In an article on Ars Technica, Ham on Nye: The high cost of “winning” an evolution/creation debate Nate Anderson presents the case that debating with Young Earth Creationists (YEC’s) is a losing strategy.
It appears the greatest fear of mainstream scientists is that by appearing with YEC’s they will somehow legitimize that worldview.
To make this point, Anderson presents several arguments by scientists and science writers, like the following:
“Scientists should not debate creationists. Period,” wrote Dan Arel in a piece published on the Richard Dawkins Foundation website last month. “Creationism is a worthless and uneducated position to hold in our modern society and Nye is about to treat it as an equal, debatable ‘controversy’.”
I don’t agree.
I agree it is true that Creationism is not a scientific viewpoint, but the fact remains that a large percentage of people believe it. If one ever hopes to improve scientific literacy, one must be willing to “evangelize” the great unwashed. Arel’s position reeks of arrogance. Looking down your nose in condescension is utterly useless as a means of changing the viewpoints of those holding a “worthless and uneducated” position.

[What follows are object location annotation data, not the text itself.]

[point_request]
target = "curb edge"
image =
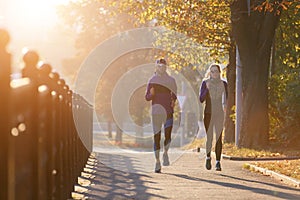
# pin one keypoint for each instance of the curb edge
(278, 176)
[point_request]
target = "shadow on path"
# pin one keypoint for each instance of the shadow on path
(102, 181)
(243, 186)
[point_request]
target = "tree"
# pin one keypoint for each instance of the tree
(284, 91)
(254, 33)
(206, 22)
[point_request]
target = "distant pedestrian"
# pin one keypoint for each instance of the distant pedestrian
(162, 91)
(213, 92)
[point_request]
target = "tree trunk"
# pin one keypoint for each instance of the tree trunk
(254, 34)
(229, 131)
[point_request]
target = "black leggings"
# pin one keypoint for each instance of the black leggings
(158, 121)
(211, 122)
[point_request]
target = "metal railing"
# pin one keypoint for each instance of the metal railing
(43, 149)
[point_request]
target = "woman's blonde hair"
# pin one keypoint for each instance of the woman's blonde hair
(207, 74)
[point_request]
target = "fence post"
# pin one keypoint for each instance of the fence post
(5, 70)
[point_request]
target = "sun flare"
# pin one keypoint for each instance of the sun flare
(33, 13)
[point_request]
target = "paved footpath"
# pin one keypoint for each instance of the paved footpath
(115, 173)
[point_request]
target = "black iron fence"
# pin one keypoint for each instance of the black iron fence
(45, 131)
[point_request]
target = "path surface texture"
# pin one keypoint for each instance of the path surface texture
(115, 173)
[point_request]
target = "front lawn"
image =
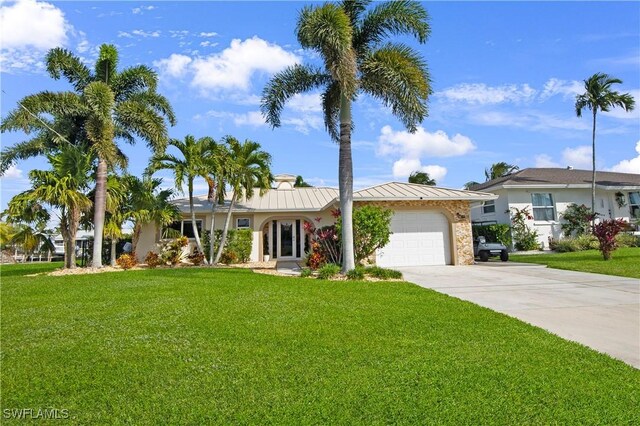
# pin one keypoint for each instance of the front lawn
(226, 346)
(625, 262)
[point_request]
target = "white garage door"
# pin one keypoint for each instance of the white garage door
(419, 238)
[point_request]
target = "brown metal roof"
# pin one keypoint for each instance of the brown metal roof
(536, 177)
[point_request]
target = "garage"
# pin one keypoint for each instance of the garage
(419, 238)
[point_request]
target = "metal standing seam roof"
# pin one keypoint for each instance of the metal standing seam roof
(319, 198)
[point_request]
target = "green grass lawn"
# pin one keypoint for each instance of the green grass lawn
(229, 346)
(625, 262)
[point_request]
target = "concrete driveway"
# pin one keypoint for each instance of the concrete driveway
(599, 311)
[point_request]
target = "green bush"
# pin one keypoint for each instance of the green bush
(382, 273)
(494, 233)
(628, 240)
(329, 270)
(356, 274)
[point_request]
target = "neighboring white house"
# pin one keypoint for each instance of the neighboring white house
(548, 191)
(431, 225)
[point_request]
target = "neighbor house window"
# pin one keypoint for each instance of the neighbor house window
(489, 207)
(242, 223)
(634, 204)
(543, 206)
(185, 228)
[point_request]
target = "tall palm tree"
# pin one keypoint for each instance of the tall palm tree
(351, 41)
(106, 104)
(422, 178)
(147, 203)
(599, 96)
(185, 169)
(63, 187)
(249, 169)
(498, 170)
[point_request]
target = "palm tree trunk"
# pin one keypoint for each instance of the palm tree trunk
(593, 159)
(225, 230)
(113, 251)
(196, 235)
(345, 182)
(99, 209)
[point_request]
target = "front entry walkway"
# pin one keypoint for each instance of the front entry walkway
(599, 311)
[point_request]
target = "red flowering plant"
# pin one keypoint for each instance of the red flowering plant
(606, 232)
(324, 244)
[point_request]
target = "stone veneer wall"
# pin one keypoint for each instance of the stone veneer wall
(458, 212)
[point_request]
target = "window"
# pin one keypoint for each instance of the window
(489, 207)
(184, 227)
(543, 207)
(634, 204)
(242, 222)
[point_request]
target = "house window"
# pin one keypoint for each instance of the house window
(184, 227)
(543, 207)
(489, 207)
(634, 204)
(242, 223)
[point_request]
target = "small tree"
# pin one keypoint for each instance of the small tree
(577, 219)
(606, 232)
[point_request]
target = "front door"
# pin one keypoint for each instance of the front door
(286, 237)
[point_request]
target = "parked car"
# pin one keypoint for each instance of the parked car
(484, 250)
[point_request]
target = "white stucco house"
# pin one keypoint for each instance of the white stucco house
(548, 191)
(430, 225)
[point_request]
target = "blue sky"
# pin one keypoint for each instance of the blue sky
(504, 76)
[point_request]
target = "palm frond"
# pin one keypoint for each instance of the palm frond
(397, 76)
(284, 85)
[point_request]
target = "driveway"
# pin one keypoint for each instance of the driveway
(599, 311)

To fear “legitimizing” ridiculous viewpoints by talking to those who hold them is irrational. Ignorance is defeated by intelligence; and that can only happen through dialogue. Silence does nothing except highlight the scientific community’s inability to educate regular people.
True, you’ll probably never convince the committed advocates of the opposition. But winning is not the point. Getting the message to those on the fence, or willing to fairly consider alternatives should be the focus.
I think of all the people who watched the debate between Bill Nye and Ken Ham, there were undoubtedly some who were (or will eventually be) swayed towards the naturalist position. It was to those people that Nye was reaching out.
In religious circles, it’s called “planting seeds.” Nye may never see his arguments take root, but by interacting with creationists, he has most certainly placed ideas in some minds that will someday flower into nascent critical thinking. Who knows where that will lead?
One thing is certain. By ignoring what we think are ridiculous ideas, we give them freedom to grow.
We need more Bill Nye’s reaching out to the world without condescension or arrogance; and enlightening the masses through respectful and creative dialogue.